The most common ways to launch an STO while complying with the SEC guideline is to apply specific exemptions outlined in the Securities Act of 1933. This act governs decisions and rules of securities in the United States.
Three STO exemptions you should know: Reg A+, D, and S
An exemption under Regulation A+
This will allow a company to sell securities to general investors for up to $50 million through a public solicitation. To register your security under this exemption, you may need much money. You will also have to complete a financial audit. Also, whatever amount you raise will be considered revenue and therefore taxed.
An exemption under Regulation D
This exempts a company from having to register with the SEC, but the following conditions must be applied:
- All investors must be accredited. They need to do KYC and be provided by the company straightforward and clear information about the project, deliverables, and reasonable project expectations.
- The company must file Form D (which is the exemption from registering with the SEC) once the securities are sold.
- All investors are forbidden from selling the securities, tokens, or shares that they purchased in the STO for at least one year after having purchased them.
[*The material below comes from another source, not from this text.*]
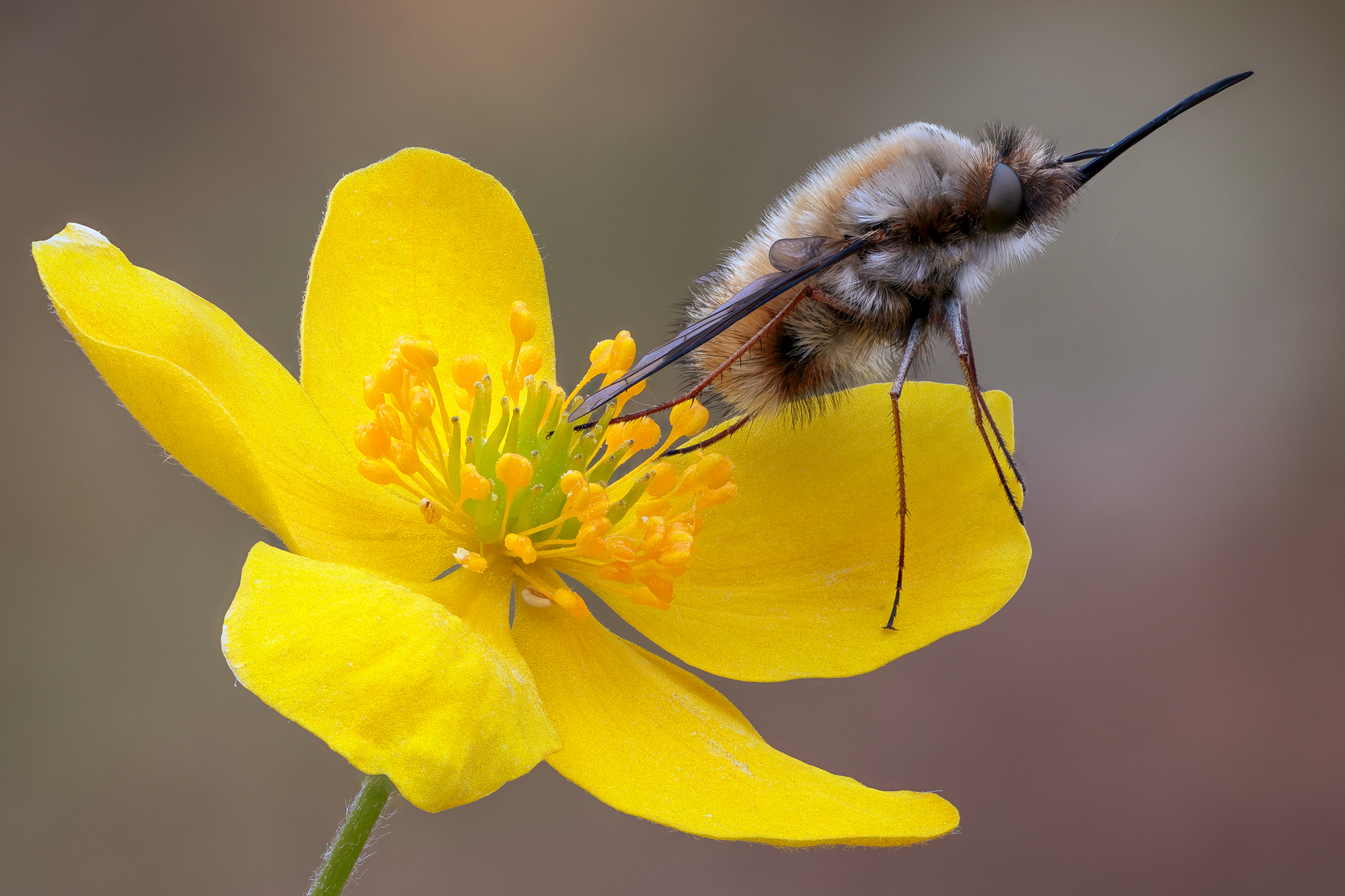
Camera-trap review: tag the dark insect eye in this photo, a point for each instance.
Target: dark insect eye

An exemption under Regulation S
This path involves selling your securities anywhere in the world but not in the US. Since you are not selling securities to US residents, the SEC has no interest in overseeing the sale. During your STO, however, you need to conduct KYC to make sure US citizens do not invest in your project.
As the new funding methods like an STO is in its immature stage, regulations still need time to catch up to fill in the needs of the fast-evolving market scenario. Considering to apply one of the three STO exemptions described above could be one of the solutions for your company. It also offers a playground for both technology and regulation to evolve together while safeguarding people getting involved with the unforeseeable market.